昨年Vrilの「Anima Mundi」のLPをリリースしたDelsinからInward Contentとしても活動しているVC-118Aのサードアルバムがリリースされたので、聴いて改めてDelsinはModern Loveとダブテクノにおいて双璧を成すレーベルだと再確認しました。VC-118Aの特徴はエレクトロ(エレクトロ・ブギとも呼ばれてます)の要素がビートにシームレスに移行していくと同時にダブテクノの輪郭が見え隠れしたサウンドにあります。

 

Yves Jarvis - The Same but by Different Means

ネオソウルの系譜からは今の所一番離れた場所から鳴っている音楽だと思います。

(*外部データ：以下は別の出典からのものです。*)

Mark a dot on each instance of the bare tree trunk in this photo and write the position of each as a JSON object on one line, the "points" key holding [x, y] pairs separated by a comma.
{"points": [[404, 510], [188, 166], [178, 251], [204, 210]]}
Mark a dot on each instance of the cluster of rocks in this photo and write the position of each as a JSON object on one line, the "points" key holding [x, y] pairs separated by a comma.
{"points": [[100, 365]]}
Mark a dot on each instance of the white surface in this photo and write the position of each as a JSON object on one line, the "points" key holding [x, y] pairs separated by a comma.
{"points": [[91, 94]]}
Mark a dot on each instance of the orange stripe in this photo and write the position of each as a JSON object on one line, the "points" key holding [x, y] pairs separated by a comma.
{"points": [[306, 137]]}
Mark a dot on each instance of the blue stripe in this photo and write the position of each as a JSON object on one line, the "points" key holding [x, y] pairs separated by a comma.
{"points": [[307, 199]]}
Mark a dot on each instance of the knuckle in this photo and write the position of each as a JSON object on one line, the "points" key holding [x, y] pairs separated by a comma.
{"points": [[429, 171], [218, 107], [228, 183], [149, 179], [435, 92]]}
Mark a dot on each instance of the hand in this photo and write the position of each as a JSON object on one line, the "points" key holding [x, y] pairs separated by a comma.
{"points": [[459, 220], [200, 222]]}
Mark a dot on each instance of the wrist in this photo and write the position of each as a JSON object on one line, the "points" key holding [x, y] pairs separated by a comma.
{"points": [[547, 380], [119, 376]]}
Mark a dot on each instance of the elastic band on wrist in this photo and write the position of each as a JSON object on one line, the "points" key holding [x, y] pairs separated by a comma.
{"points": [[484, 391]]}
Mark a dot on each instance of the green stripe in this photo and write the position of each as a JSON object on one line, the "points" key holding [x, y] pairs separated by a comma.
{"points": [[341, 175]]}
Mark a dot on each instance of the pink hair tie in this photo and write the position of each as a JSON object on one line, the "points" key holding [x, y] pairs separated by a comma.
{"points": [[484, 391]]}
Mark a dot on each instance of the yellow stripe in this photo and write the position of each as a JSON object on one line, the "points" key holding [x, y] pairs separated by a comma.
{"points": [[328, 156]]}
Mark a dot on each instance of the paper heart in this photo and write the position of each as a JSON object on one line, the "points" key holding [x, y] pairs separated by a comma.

1分にも満たない楽曲の中にフィールドレコーディングでリヴァーブやディレイをダブのような効果として流用したようなサウンドDavid Sylvianを想起させる中にサイケデリック・ソウルなアプローチが混入する実験的な試みが22曲詰まった瑞々しい一枚です。

 

Mòn - Guadalupe

ローマを拠点に活動するMònのファーストアルバム。昨年から気になっていて聴くとAnna Meredithが注目された事で波及したかのようなチェンバーポップと初期Two Door Cinema Clubの軽快さも感じさせる作品です。

 

Solange - When I Get Home

近年、ネオソウルやオルタナティブR&Bは、クラウドラップやグライムの影響を受けて拡大していきましたが、ソランジュの今回のアルバムでは、Playboi Cartiが参加してはいますが、そのような影響は極力抑えられAnita O'Dayのようなボーカル・ジャズに見られる古典的なサウンドに「Way to the Show」のような現代のシンセ・ファンクやサイケデリック・ソウルの要素を取り入れた作品で19曲という曲数の割に、短い尺に収まる曲が多いので長さを感じさせない構成で豪華なアーティストもさることながらインタールードに至るまで実験的な試み(サウンドコラージュアーティストのStanding On The Cornerが参加している事から明らか)に富んだ作品です。

 

V/A - 環境音楽 Kankyō Ongaku: Japanese Ambient, Environmental & New Age Music 1980-1990

海外レーベルによる日本の80年代音楽の再発掘を経過観察した中で生まれたこのコンピレーション・アルバムは、刷新されたニューエイジ音楽を聴くきっかけになる作品になり得ます。従来のニューエイジ音楽が流行っていた70年代にブライアン・イーノはこのジャンルを好ましく思っていなかった事は有名ですが、インターネットを媒介にしてアーカイブが前提とされ産出された音の多様性と可能性は当時のニューエイジからはかけ離れた音楽になっていてより深度を深める事ができる一枚です。

 

William Basinski - On Time Out of Time 

昨年はLawrence EnglishとのコラボレーションアルバムをリリースしたWilliam Basinskiの新作は、2曲構成(デジタルリリースでは7つのパートに分かれています)のアルバムで従来のアルバムからは一変して内省的で過剰な静寂を含んだサウンドが特徴です。The Disintegration Loopsシリーズが外面的な崩壊であるなら、こちらの作品は内面的な崩壊と言えるかもしれません。意識的なメロディーの希薄性が前作「Selva oscura」に含まれていたのに対して今作「On Time Out of Time」は暴力的な静寂と美しいメロディーラインが併存して鳴り響いています。

 

柴田聡子 - がんばれ!メロディー

2017年の「愛の休日」ではくるり岸田繁のプロデュースや山本精一の作詞(リスが来た)で更に気脈を通わせながら調和のとれたサウンドだったのが、本作ではよりポップな仕上がりになっています。佐藤奈々子のジャズ・ポップを用いてシティーポップを表現したような軽快さや、五つの赤い風船のフォークの中の曖昧なアンビエンスな要素も含まれています。

 

Holly Herndon - Eternal

2015年にプラットフォームをリリースした際にアルカとは別のデコンストラクテッド・クラブを表現しケイト・ブッシュビョークの系譜の輪郭をなぞりながらグリッチ・ポップと結合し異質なアルバムをリリースした彼女が本作ではフットワークアーティストのJlinをゲストに加えて5月にアルバム「PROTO」がリリースされます。

 

Angel Bat Dawid - The Oracle

Kamasi Washingtonによるスピチュアル・ジャズの更新の流れを受けてアヴァンギャルド・ジャズにも影響が現れ、Angel Bat Dawidのような魔術的な音の中に漂泊する郷愁が表現されたサウンドの運動が今後も楽しみです。